Error processing variant /Users/jmejia-a/web/digitalgov.gov/content/uploads/_working-images/to-process/test-ooh.png: Error: /Users/jmejia-a/web/digitalgov.gov/content/uploads/_working-images/to-process/test-ooh.png: unable to open for read
unix error: No such file or directory
/Users/jmejia-a/web/digitalgov.gov/content/uploads/_working-images/to-process/test-ooh.png: unable to open for read
unix error: No such file or directory
pngload: stream error
    at Sharp.toFile (/Users/jmejia-a/web/digitalgov.gov/node_modules/sharp/lib/output.js:89:19)
    at createResponsiveVariant (/Users/jmejia-a/web/digitalgov.gov/config/gulp/file-process.js:90:6)
    at /Users/jmejia-a/web/digitalgov.gov/config/gulp/file-process.js:110:5
    at Array.forEach (<anonymous>)
    at processImageVariants (/Users/jmejia-a/web/digitalgov.gov/config/gulp/file-process.js:109:34)
    at /Users/jmejia-a/web/digitalgov.gov/config/gulp/file-process.js:139:11
    at Array.map (<anonymous>)
    at /Users/jmejia-a/web/digitalgov.gov/config/gulp/file-process.js:135:41
    at FSReqCallback.oncomplete (node:fs:191:23)
    at FSReqCallback.callbackTrampoline (node:internal/async_hooks:130:17)
Image uploaded successfully. Public URL: https://digitalgov.s3.amazonaws.com/test-dg-7804.png
Image uploaded successfully. Public URL: https://digitalgov.s3.amazonaws.com/test-dg-7804_w1200.png
Image uploaded successfully. Public URL: https://digitalgov.s3.amazonaws.com/test-dg-7804_w200.png
Image uploaded successfully. Public URL: https://digitalgov.s3.amazonaws.com/test-dg-7804_w400.png
Image uploaded successfully. Public URL: https://digitalgov.s3.amazonaws.com/test-dg-7804_w800.png
Image uploaded successfully. Public URL: https://digitalgov.s3.amazonaws.com/test-ooh.png
Image uploaded successfully. Public URL: https://digitalgov.s3.amazonaws.com/test-ooh_w1200.png
Image uploaded successfully. Public URL: https://digitalgov.s3.amazonaws.com/test-ooh_w200.png
Image uploaded successfully. Public URL: https://digitalgov.s3.amazonaws.com/test-ooh_w400.png
Image uploaded successfully. Public URL: https://digitalgov.s3.amazonaws.com/test-ooh_w800.png
File uploaded successfully. Public URL: https://digitalgov.s3.amazonaws.com/static/test-uswds-monthly-call-june-2024.pptx
All uploads completed successfully.
Cleanup completed
[14:24:10] Finished 'uploadTask' after 4.41 s
[14:24:10] Finished 'upload' after 4.52 s

Files tested

Additional chores

We'll need to delete all test files on S3 bucket.

Footnotes

  1. Uploaded a small PNG that triggered a build error, but uploaded successfully.
  2. Image was converted to PNG. Is this intentional? PNG files are larger and can be worse quality than JPEG.

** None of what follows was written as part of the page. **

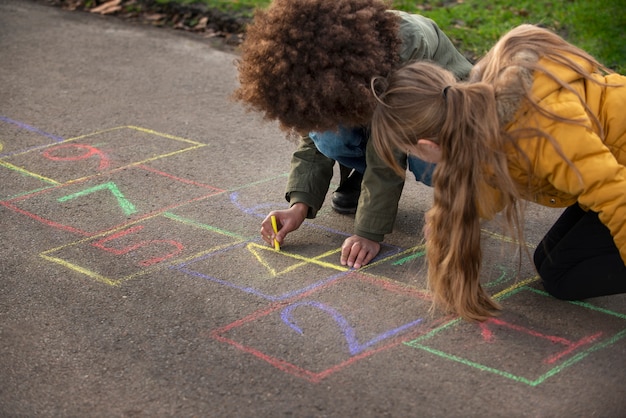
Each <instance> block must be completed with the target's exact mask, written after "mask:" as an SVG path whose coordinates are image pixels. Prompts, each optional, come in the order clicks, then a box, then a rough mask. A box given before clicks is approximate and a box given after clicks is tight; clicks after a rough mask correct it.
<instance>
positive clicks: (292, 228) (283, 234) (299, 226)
mask: <svg viewBox="0 0 626 418" xmlns="http://www.w3.org/2000/svg"><path fill="white" fill-rule="evenodd" d="M308 210H309V208H308V206H307V205H305V204H304V203H296V204H295V205H293V206H292V207H290V208H289V209H285V210H275V211H272V212H270V213H269V215H267V217H266V218H265V219H264V220H263V222H262V223H261V238H263V241H265V242H267V243H268V244H269V245H271V246H273V245H274V240H276V241H278V244H279V245H283V241H284V239H285V236H287V234H288V233H290V232H291V231H295V230H296V229H298V228H300V225H302V222H304V220H305V219H306V214H307V211H308ZM272 215H273V216H276V225H277V226H278V233H274V228H272Z"/></svg>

Addressing your footnote, this is probably an artifact from the jpg -> png. issue #7686. I will address this as well.

@mejiaj

RileySeaburg commented 1 month ago

I just found out Gulp has typescript support.

Let's merge this for now since it's confirmed working - To fix production upload and will reconfigure in another PR and trello card to clean up the workflow.